Rihaku Inoue and Koichi Terai

June 15 - 21, 2016
Opening Reception: Thursday, June 16th, 6-8 PM

In this exhibition, ornately refined contemporary Japanese calligraphy fuses into a visual Japanese setting evoked by lush colors, utilizing each other creativity to take on boundless new forms of expression. The production process begins with the creation of a picture from the appearance of a variety of shapes and colors, thinking of the most appropriate characters based on the image of the picture. The characters are then written carefully on a screen. From time to time, additions to Japanese calligraphy and drawings, such as adding more detail to a drawing on a screen, are made until a single piece is completed. The works feature anything from celestial bodies such as the moon, stars, and the universe, to scenery embodying the four seasons, waterfalls and rivers, rain, snow, and more. Well-known haiku, poems, and sayings, as well as verses from the Manyoshu and Hyakunin Isshu Japanese poetry anthologies are selected to suit the abstract screen, and I illustrate the ideas of these works by incorporating them into the shape of the calligraphic characters. In the future, artists hope to further expand the range of motifs and incorporate modern abstract expressions, opening up an unprecedented field of expression.

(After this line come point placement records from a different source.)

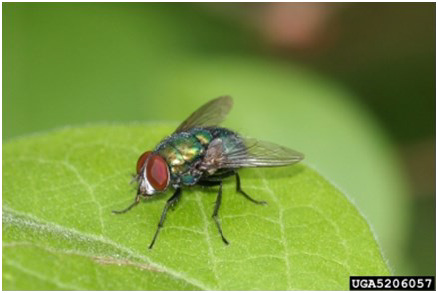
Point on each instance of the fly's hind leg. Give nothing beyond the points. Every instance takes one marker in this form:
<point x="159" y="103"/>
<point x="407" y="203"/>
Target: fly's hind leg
<point x="239" y="189"/>
<point x="217" y="205"/>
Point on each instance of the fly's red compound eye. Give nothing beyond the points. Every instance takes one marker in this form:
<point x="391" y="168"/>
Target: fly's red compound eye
<point x="157" y="172"/>
<point x="141" y="160"/>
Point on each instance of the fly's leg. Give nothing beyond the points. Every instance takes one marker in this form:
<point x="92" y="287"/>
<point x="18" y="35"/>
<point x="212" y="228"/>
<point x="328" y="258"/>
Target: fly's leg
<point x="217" y="205"/>
<point x="136" y="201"/>
<point x="169" y="203"/>
<point x="216" y="212"/>
<point x="239" y="189"/>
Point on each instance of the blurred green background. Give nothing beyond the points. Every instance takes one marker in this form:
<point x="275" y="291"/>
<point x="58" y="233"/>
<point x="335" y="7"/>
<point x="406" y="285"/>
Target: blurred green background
<point x="350" y="85"/>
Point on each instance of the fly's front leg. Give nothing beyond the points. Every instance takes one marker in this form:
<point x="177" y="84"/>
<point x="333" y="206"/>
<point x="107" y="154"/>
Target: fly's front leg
<point x="169" y="203"/>
<point x="239" y="189"/>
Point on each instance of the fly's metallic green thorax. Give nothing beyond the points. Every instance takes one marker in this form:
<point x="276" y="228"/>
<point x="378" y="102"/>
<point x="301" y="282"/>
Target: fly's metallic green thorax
<point x="201" y="153"/>
<point x="182" y="151"/>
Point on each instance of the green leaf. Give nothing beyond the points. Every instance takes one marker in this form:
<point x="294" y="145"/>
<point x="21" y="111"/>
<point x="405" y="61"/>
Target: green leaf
<point x="59" y="233"/>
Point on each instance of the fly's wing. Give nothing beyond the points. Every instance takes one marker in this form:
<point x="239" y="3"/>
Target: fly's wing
<point x="210" y="114"/>
<point x="247" y="152"/>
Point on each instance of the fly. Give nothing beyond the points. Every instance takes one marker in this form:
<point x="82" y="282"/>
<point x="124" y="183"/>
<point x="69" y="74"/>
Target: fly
<point x="199" y="152"/>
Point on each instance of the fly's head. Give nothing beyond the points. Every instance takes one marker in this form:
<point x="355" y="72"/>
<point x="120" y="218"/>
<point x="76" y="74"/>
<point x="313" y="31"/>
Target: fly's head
<point x="153" y="174"/>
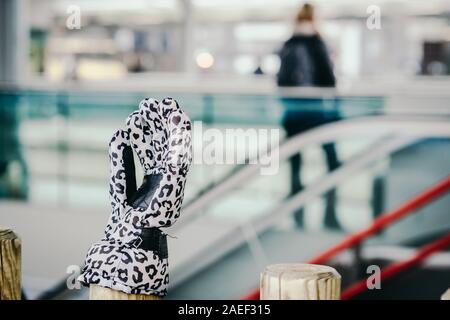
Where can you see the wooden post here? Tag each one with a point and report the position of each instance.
(10, 265)
(300, 282)
(101, 293)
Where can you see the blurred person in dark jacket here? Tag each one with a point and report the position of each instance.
(305, 63)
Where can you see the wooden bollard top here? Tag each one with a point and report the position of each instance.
(10, 265)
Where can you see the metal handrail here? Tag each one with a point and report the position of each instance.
(426, 197)
(410, 129)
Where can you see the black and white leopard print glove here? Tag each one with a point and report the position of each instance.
(160, 135)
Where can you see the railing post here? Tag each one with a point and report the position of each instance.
(10, 265)
(292, 281)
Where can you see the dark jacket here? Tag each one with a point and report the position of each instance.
(305, 62)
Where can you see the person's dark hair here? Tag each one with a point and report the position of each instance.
(306, 13)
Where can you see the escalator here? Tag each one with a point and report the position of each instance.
(215, 256)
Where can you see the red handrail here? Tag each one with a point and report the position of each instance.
(396, 268)
(427, 196)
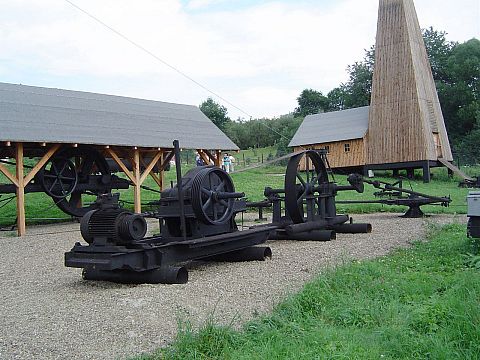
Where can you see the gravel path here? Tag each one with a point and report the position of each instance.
(48, 312)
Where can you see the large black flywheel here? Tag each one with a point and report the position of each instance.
(213, 196)
(305, 174)
(74, 177)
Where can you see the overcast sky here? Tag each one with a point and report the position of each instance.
(259, 55)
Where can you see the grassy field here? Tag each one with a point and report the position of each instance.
(420, 303)
(41, 208)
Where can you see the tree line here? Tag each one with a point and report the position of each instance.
(456, 71)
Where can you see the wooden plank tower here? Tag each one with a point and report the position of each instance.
(406, 126)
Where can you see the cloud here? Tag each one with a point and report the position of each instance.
(259, 56)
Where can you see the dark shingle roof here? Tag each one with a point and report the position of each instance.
(333, 126)
(36, 114)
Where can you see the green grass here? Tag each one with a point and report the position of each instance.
(420, 303)
(39, 206)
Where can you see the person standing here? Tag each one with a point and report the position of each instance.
(232, 161)
(226, 162)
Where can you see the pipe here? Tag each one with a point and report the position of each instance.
(164, 275)
(315, 225)
(254, 253)
(306, 226)
(316, 235)
(178, 170)
(353, 228)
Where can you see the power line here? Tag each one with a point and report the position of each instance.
(156, 57)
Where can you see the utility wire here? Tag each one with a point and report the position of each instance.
(156, 57)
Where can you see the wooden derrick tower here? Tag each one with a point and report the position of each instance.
(406, 127)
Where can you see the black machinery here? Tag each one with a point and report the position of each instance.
(197, 221)
(69, 174)
(308, 199)
(393, 194)
(473, 225)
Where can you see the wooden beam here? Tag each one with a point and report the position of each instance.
(137, 199)
(155, 177)
(8, 174)
(150, 167)
(218, 157)
(161, 173)
(21, 230)
(40, 164)
(121, 164)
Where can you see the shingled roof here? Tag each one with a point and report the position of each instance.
(36, 114)
(332, 126)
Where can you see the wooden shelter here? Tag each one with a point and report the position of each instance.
(136, 134)
(341, 133)
(406, 126)
(405, 129)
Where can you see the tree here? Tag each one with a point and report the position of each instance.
(438, 50)
(459, 94)
(215, 112)
(311, 102)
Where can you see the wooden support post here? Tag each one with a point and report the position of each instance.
(137, 198)
(8, 174)
(161, 174)
(41, 164)
(218, 158)
(410, 173)
(21, 229)
(426, 172)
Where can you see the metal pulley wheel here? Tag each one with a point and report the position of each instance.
(213, 196)
(59, 177)
(301, 184)
(92, 178)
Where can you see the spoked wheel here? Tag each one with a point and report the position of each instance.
(59, 177)
(93, 178)
(211, 196)
(300, 185)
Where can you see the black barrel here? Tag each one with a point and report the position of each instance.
(254, 253)
(316, 235)
(165, 275)
(353, 228)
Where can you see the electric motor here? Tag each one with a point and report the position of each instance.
(113, 225)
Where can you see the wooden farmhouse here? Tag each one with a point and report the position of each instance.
(61, 142)
(404, 127)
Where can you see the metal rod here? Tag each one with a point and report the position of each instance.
(178, 169)
(388, 186)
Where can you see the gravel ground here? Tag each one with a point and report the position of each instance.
(48, 312)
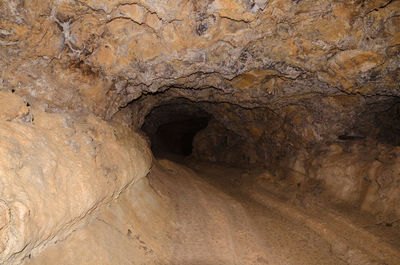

Ms. Rihaku Inoue is a calligraphy artist, consultant of the Japan Calligraphy Museum, and a calligraphy professor of the Japan Education Calligraphy Federation. She is also a member of the A.M.S.C (Art Maison Selecting Committee / Spain) and Paje de Los Suenos Foundation (Madrid, Spain).
She expresses herself through art that touches the heart and appeals to the senses. The lives of human beings are precious, and every living moment is beautiful because of how short our lives really are. Inoue thinks that "Sho"(Japanese calligraphy) is an art form brought into existence by a moment's performance within a time period of one instant. In this way, it resembles our lives.
"It is my pleasure that you can feel empathy with the silence a movement through my calligraphy," Inoue said. Recently fewer people have an appreciation for shodo and that is a serious concern of Inoue. "It is my duty to introduce Sho to the world and at the same time, re-introduce the new way of sho to the Japanese. I would like to contribute to the heritage of my own culture. To express our thoughts through
collaborations with fine art (Paintings), I would like to establish the new Japanese fine art," said Inoue. Koichi Terai studied art at Tokyo National University of Fine Art and Music and originally had an interest in European classical works. Terai's main theme is natural phenomenon, such as the earth, air, trees, water, light, sounds, and so on. He also expresses people's inherent qualities. He breathes his expression and the movement of his soul into the art and creates works that moves people. Recently, he has also used contemporary Japanese style as his theme. He draws from events that have occurred in the past year as a means of reflecting upo the social conditions of the country.
Terai, who instinctively turns away by habit, is an artist who has no alternative but to continue his own original pursuits based on his robust technique. For this reason, he is sure to offer a steady stream of bold new visions in the coming year.